Cameron wins praise for 'decisive' PR skills

Top PR professionals this week lined up to praise David Cameron's communications skills as damaging details of Tory expense claims emerged.

Cameron: 'Completely appalled'
Cameron: 'Completely appalled'

Public affairs agencies bosses from both sides of the political fence were united in praise for Cameron’s PR tactics after he held a hastily-convened Westminster press conference.
Cameron said he was ‘completely appalled’ by the expense claims of some Tory MPs, adding that the worst offenders would be forced to repay money or lose the Conservative whip.
Bell Pottinger’s Peter Bingle said: ‘This was Cameron's biggest test yet and he passed with flying colours. He turned a potentially disastrous situation into an opportunity to show real political leadership. Never forget that David learned his communication skills working for Michael Green at Carlton. He is making the Number 10 operation look like amateurs.’
Hanover Communications MD Charles Lewington said: ‘Cameron was the first to recognize that it was unacceptable for politicians to go on blaming the system and his pre-emptive apology on Sunday was so much more authentic than the Prime Minister’s two days later. I detected the hand of [comms director] Andy Coulson in Cameron’s demand that MPs pay the cash back. Quick thinking - in difficult times.’
Lexington Communications boss Mike Craven said: ‘An opposition leader has more freedom of manoeuvre on an issue like this than a Prime Minister but, that said, Cameron has handled a tricky problem well. He was decisive, taking control of a potentially damaging story.
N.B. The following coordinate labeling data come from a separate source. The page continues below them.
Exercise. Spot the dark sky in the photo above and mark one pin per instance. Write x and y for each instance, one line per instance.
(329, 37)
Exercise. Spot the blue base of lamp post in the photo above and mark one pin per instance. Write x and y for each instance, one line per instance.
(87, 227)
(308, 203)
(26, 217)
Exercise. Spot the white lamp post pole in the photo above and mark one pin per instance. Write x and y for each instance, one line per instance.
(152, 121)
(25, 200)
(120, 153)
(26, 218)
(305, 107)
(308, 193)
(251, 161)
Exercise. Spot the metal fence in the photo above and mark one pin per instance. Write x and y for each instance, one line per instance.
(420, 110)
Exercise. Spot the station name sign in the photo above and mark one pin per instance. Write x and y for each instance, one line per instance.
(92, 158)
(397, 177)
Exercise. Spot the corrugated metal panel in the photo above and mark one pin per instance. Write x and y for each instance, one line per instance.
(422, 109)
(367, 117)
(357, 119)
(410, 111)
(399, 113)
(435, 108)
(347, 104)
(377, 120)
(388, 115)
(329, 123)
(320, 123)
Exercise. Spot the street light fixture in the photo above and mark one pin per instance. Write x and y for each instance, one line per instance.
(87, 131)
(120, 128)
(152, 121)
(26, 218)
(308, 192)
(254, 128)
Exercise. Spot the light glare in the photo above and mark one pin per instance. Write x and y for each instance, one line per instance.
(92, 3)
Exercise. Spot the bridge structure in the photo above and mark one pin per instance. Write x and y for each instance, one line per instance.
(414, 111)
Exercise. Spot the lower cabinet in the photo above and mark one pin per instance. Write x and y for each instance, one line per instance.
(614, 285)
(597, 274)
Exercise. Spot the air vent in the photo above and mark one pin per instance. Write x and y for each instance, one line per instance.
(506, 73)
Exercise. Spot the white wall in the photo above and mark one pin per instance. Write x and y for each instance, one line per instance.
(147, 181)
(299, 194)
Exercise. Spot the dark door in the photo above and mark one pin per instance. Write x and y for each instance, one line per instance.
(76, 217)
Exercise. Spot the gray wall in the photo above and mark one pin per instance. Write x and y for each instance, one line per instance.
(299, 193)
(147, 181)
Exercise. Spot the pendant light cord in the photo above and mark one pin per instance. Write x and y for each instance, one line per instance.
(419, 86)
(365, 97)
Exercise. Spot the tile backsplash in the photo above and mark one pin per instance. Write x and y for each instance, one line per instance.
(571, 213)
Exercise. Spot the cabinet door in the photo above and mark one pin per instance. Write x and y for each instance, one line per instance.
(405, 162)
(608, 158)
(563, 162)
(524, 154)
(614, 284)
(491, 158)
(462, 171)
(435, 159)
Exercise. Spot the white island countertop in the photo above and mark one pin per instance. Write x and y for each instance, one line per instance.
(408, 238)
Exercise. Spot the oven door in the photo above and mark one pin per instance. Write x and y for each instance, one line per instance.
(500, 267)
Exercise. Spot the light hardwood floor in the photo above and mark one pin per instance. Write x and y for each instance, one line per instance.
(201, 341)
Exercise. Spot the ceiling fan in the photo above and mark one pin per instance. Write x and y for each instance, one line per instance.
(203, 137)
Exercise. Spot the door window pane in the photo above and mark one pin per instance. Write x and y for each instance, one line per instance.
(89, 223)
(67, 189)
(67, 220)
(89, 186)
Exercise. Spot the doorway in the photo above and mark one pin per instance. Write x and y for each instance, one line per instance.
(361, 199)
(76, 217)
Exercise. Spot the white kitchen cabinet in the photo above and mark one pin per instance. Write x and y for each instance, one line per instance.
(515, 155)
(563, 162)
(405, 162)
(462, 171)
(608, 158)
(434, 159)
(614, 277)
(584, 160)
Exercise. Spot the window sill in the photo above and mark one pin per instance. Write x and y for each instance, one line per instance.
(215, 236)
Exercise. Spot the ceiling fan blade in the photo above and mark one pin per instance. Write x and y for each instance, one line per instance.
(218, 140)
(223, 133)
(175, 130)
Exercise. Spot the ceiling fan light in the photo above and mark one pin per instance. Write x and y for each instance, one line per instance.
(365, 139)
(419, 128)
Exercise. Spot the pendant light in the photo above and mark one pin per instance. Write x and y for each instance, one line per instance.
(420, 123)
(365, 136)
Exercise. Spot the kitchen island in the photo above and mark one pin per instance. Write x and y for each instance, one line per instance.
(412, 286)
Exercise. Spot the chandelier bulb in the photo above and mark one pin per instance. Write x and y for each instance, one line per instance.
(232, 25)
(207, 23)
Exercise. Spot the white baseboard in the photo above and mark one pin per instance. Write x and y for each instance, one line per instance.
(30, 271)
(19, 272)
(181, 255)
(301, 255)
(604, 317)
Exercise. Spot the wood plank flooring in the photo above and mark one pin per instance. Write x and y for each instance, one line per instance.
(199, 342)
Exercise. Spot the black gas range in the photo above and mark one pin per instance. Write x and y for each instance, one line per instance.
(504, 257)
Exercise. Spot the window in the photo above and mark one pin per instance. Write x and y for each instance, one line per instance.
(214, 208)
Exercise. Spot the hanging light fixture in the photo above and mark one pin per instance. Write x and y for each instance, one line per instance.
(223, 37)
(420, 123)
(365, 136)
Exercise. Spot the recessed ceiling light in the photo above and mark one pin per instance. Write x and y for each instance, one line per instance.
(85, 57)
His behaviour and demeanour reminded me very much of Blair circa 1996 – he behaves like someone hungry for power.’
APCO’s Darren Murphy said: ‘David Cameron reacted quickly on Sunday evening pre-empting the first allegations with a direct, unforced apology on TV. He didn’t try to hide behind the system but acknowledged how damaging to the Conservatives and to politics these claims are. He tried to limit the damage to a small number rather than to all his MPs by demanding publicly those accused explain themselves for the claims they submitted and admit mistakes they made.’
Murphy added: ‘Crucially, Cameron put himself on the side of the taxpayer, expressing his anger on TV at the behaviour of his own side – an anger clearly shared by the public. And he took action quickly, calling a press conference to tell the public they are right to be angry and he expects his own MPs to pay back money wrongly claimed.  No-one will emerge smelling of roses from this episode but Cameron hasn’t emerged covered in manure - which one of his colleagues apparently claimed for.’
TLG director Malcolm Gooderham said: ‘Whatever Cameron says and does he needs to stay focused on his primary audience: floating voters, not fellow Tories. And his primary message: change. His party must credibly represent a new type of politics. Against these two litmust tests Cameron has delivered. And in showing genuine leadership he enabled his PR team to set and influence the media agenda and generate positive comment. Now he and his team have to deliver and live the new Tory brand, or face a mighty voter and media backlash.’
The praise for Cameron’s response to expenses row was in contrast to much of the reaction to the Prime Minister’s handling of the issue.
On Monday, Gordon Brown issued a Prime Ministerial apology for the public outrage over MP's expenses - but his intervention came as the Conservative Party found itself in the firing line on this issue for the first time. Expense claims made by Tory frontbenchers dominate the front page of Monday’s Daily Telegraph, with shadow children's secretary Michael Gove and shadow health secretary Andrew Lansley among those under pressure.

A source close to Downing Street admitted: ‘Gordon has made himself a one-man news sponge, soaking all the attention away from the Tories.'

Gooderham said: ‘Gordon Brown as ever demonstrated his unerring ability to misjudge the moment and mood. Were Cameron ever to lose his way he only needs to look at how Gordon Brown is attempting to manage a situation and do the opposite.’